8. O que nos pode dizer sobre a sua acção humanitária?
R. Na verdade é mais um estado de cidadania empenhada. Não importa apenas lamentar. É preciso arregaçar as mangas e ajudar a empurrar as carroças que não andam. Algumas das minhas acções são pontuais, são apenas de alívio a uma situação de extrema dor que se apresenta e um simples gesto pode multiplicar sorrisos e semear esperança. Eu apenas acredito na solidariedade em que somos participantes não apenas no apelo à boa vontade dos outros, mas quando empenhamos o nosso tempo e o nosso dinheiro, por mais pequena que seja a quantia.
Neste momento a minha grande acção é a CAMPANHA DE SENSIBILIZAÇÃO SOBRE A ANEMIA FALCIFORME que tem como objectivo levar o máximo de informação aos jovens que ainda não sabem se são ou não portadores desta doença silenciosa que afecta cerca de 3 milhões de cidadãos entre portadores e doentes.
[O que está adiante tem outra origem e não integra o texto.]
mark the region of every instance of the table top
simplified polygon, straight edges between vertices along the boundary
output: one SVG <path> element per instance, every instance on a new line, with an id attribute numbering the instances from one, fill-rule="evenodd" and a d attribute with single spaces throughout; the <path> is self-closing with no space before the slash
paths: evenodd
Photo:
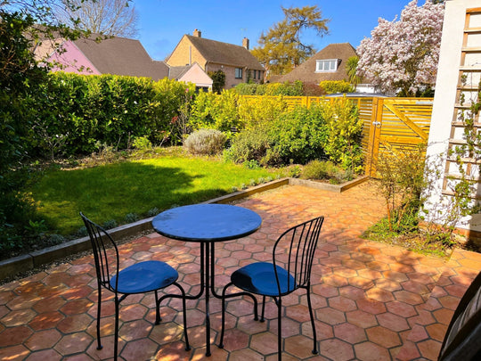
<path id="1" fill-rule="evenodd" d="M 253 210 L 229 204 L 194 204 L 159 213 L 152 219 L 160 234 L 191 242 L 220 242 L 256 232 L 262 218 Z"/>

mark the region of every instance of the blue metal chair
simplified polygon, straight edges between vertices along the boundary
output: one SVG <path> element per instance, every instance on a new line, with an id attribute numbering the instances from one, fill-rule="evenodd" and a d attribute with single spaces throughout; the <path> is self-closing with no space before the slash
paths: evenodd
<path id="1" fill-rule="evenodd" d="M 318 217 L 288 229 L 274 243 L 272 263 L 252 263 L 238 269 L 231 275 L 231 282 L 224 287 L 222 292 L 222 332 L 219 348 L 224 348 L 225 299 L 238 295 L 235 293 L 226 295 L 226 291 L 230 286 L 234 285 L 244 291 L 263 296 L 261 322 L 264 321 L 265 298 L 267 296 L 273 298 L 277 305 L 279 325 L 277 332 L 278 358 L 281 360 L 281 297 L 298 288 L 304 288 L 306 290 L 307 305 L 313 327 L 313 354 L 318 353 L 317 335 L 311 304 L 311 269 L 323 221 L 323 217 Z M 255 302 L 254 307 L 257 308 L 257 302 Z"/>
<path id="2" fill-rule="evenodd" d="M 481 272 L 462 296 L 449 324 L 439 361 L 481 360 Z"/>
<path id="3" fill-rule="evenodd" d="M 118 308 L 120 302 L 128 295 L 146 293 L 153 291 L 156 300 L 155 324 L 161 321 L 158 291 L 170 285 L 176 286 L 181 295 L 171 297 L 182 298 L 183 309 L 183 334 L 185 337 L 185 349 L 191 349 L 187 337 L 187 316 L 185 313 L 185 291 L 176 283 L 179 274 L 175 269 L 165 262 L 150 260 L 135 263 L 122 270 L 119 267 L 118 250 L 112 237 L 100 226 L 88 219 L 82 212 L 80 217 L 84 220 L 95 259 L 95 270 L 97 273 L 97 285 L 99 291 L 99 304 L 97 308 L 97 349 L 102 349 L 100 335 L 100 318 L 102 309 L 102 287 L 114 293 L 115 298 L 115 338 L 114 338 L 114 360 L 117 360 L 118 351 Z M 113 252 L 107 251 L 109 245 L 112 246 Z M 113 254 L 111 254 L 113 253 Z"/>

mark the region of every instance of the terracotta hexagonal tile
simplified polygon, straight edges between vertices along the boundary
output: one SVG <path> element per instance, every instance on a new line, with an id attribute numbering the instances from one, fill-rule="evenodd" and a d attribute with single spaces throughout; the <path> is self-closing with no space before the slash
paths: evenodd
<path id="1" fill-rule="evenodd" d="M 0 360 L 23 360 L 30 353 L 25 346 L 15 345 L 6 348 L 0 348 Z"/>
<path id="2" fill-rule="evenodd" d="M 320 350 L 322 356 L 336 361 L 351 360 L 355 356 L 353 347 L 338 339 L 322 340 Z"/>
<path id="3" fill-rule="evenodd" d="M 363 361 L 384 361 L 391 359 L 389 352 L 372 342 L 355 345 L 355 358 Z"/>
<path id="4" fill-rule="evenodd" d="M 272 332 L 255 334 L 250 339 L 250 348 L 262 355 L 277 352 L 277 335 Z"/>
<path id="5" fill-rule="evenodd" d="M 366 330 L 369 340 L 387 349 L 390 349 L 402 344 L 397 332 L 386 327 L 376 326 Z"/>
<path id="6" fill-rule="evenodd" d="M 28 324 L 36 316 L 37 312 L 31 308 L 16 309 L 7 313 L 0 321 L 5 327 L 20 326 Z"/>
<path id="7" fill-rule="evenodd" d="M 363 329 L 367 329 L 379 324 L 374 315 L 360 309 L 347 312 L 346 314 L 346 318 L 350 324 L 355 324 Z"/>
<path id="8" fill-rule="evenodd" d="M 334 336 L 351 344 L 367 340 L 364 329 L 347 323 L 335 325 Z"/>
<path id="9" fill-rule="evenodd" d="M 57 324 L 57 328 L 63 333 L 77 332 L 88 328 L 94 319 L 87 314 L 68 316 Z"/>
<path id="10" fill-rule="evenodd" d="M 55 329 L 39 331 L 27 340 L 25 346 L 32 351 L 52 349 L 61 338 L 61 334 Z"/>
<path id="11" fill-rule="evenodd" d="M 259 354 L 249 349 L 243 349 L 231 352 L 229 356 L 230 361 L 264 361 L 265 357 L 263 355 Z M 287 361 L 287 360 L 286 360 Z"/>
<path id="12" fill-rule="evenodd" d="M 331 297 L 328 299 L 328 304 L 332 308 L 342 312 L 354 311 L 357 309 L 355 302 L 343 296 Z"/>
<path id="13" fill-rule="evenodd" d="M 70 333 L 63 336 L 53 349 L 62 356 L 69 356 L 85 352 L 93 340 L 86 332 Z"/>
<path id="14" fill-rule="evenodd" d="M 85 357 L 85 355 L 82 355 Z M 86 358 L 84 358 L 86 359 Z M 44 349 L 42 351 L 33 352 L 25 359 L 26 361 L 56 361 L 61 360 L 61 355 L 53 349 Z"/>
<path id="15" fill-rule="evenodd" d="M 392 331 L 395 331 L 396 332 L 410 329 L 410 326 L 405 317 L 394 315 L 390 312 L 378 315 L 377 317 L 381 326 L 384 326 Z"/>
<path id="16" fill-rule="evenodd" d="M 319 348 L 319 345 L 316 344 Z M 298 360 L 305 360 L 309 357 L 314 356 L 313 354 L 314 343 L 313 340 L 305 336 L 293 336 L 285 339 L 284 351 L 297 357 Z M 319 349 L 317 349 L 319 352 Z"/>
<path id="17" fill-rule="evenodd" d="M 189 329 L 187 329 L 187 332 L 189 332 Z M 183 328 L 175 322 L 156 324 L 149 334 L 149 338 L 159 345 L 183 340 Z"/>
<path id="18" fill-rule="evenodd" d="M 7 328 L 0 332 L 0 348 L 23 343 L 31 334 L 32 330 L 27 326 Z"/>
<path id="19" fill-rule="evenodd" d="M 29 325 L 35 331 L 55 327 L 64 316 L 58 311 L 45 312 L 35 316 Z"/>

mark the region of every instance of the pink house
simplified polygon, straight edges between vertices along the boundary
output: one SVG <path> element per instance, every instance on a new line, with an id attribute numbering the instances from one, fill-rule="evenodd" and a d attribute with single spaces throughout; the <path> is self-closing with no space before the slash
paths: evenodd
<path id="1" fill-rule="evenodd" d="M 46 53 L 48 62 L 58 64 L 53 71 L 147 77 L 152 80 L 168 77 L 168 67 L 151 59 L 140 41 L 118 37 L 97 41 L 98 37 L 92 35 L 89 38 L 64 40 L 61 53 Z"/>

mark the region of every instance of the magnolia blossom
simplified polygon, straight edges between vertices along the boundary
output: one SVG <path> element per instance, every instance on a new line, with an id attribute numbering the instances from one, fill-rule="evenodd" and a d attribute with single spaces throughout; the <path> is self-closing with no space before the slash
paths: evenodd
<path id="1" fill-rule="evenodd" d="M 401 17 L 379 18 L 378 26 L 357 47 L 358 75 L 383 92 L 414 95 L 436 83 L 444 4 L 409 3 Z"/>

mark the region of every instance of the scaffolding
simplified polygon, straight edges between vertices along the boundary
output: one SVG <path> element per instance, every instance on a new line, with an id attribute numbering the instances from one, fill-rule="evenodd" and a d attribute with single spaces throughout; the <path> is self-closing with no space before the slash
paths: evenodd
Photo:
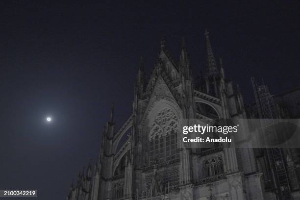
<path id="1" fill-rule="evenodd" d="M 277 107 L 275 103 L 274 96 L 271 95 L 268 86 L 263 85 L 257 86 L 254 77 L 251 77 L 254 94 L 257 113 L 259 119 L 273 120 L 280 118 Z M 273 120 L 274 122 L 274 120 Z M 262 129 L 265 127 L 262 126 Z M 281 148 L 266 149 L 265 151 L 267 162 L 271 170 L 273 182 L 273 189 L 276 192 L 280 200 L 292 200 L 286 169 L 286 160 L 283 150 Z"/>

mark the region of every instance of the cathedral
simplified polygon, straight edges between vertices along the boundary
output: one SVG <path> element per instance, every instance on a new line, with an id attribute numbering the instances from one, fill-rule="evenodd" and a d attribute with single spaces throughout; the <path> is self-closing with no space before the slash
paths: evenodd
<path id="1" fill-rule="evenodd" d="M 67 200 L 300 200 L 298 150 L 178 145 L 182 119 L 234 123 L 270 118 L 267 115 L 272 113 L 266 112 L 271 110 L 272 117 L 291 118 L 275 99 L 267 105 L 272 109 L 264 108 L 263 97 L 270 94 L 254 78 L 255 103 L 244 104 L 238 85 L 226 77 L 222 60 L 215 59 L 207 31 L 205 37 L 207 66 L 203 74 L 192 72 L 184 38 L 179 62 L 161 41 L 149 79 L 141 59 L 132 113 L 116 130 L 112 106 L 98 162 L 79 173 Z M 194 75 L 199 75 L 194 78 Z M 300 90 L 297 91 L 299 97 Z"/>

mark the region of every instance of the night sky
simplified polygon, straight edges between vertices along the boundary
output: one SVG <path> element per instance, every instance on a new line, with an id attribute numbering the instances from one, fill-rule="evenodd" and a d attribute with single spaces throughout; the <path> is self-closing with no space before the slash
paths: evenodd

Fazer palestras, conferências junto de escolas secundárias e universidades, igrejas e informar sobre o que é esta doença, quais os riscos que os portadores de Anemia falciforme correm na transmissão para os seus filhos, sintomas e conselhos práticos e chamar à atenção sobre a necessidade de termos um acesso universal ao teste do pezinho e que as consultas de dia se materializem em todo o país. No fundo é campanha de informação que pode ajudar diminuir os novos casos, a dar uma melhor atenção aos casos já existentes. Também queremos fazer estas palestras junto de empresas porque é uma forma fácil de chegar às famílias.
9. Qual a figura feminina que mais admira e que mais a inspira?
R. Na defesa pelos Direitos Civis, ROSA PARKS – Na Literatura, SOPHIA DE MELLO BREYNER ANDRESEN
10. O seu grande desejo para a mulher angolana e para a mulher em geral?
R. Que nunca deixem que ninguém vos humilhe.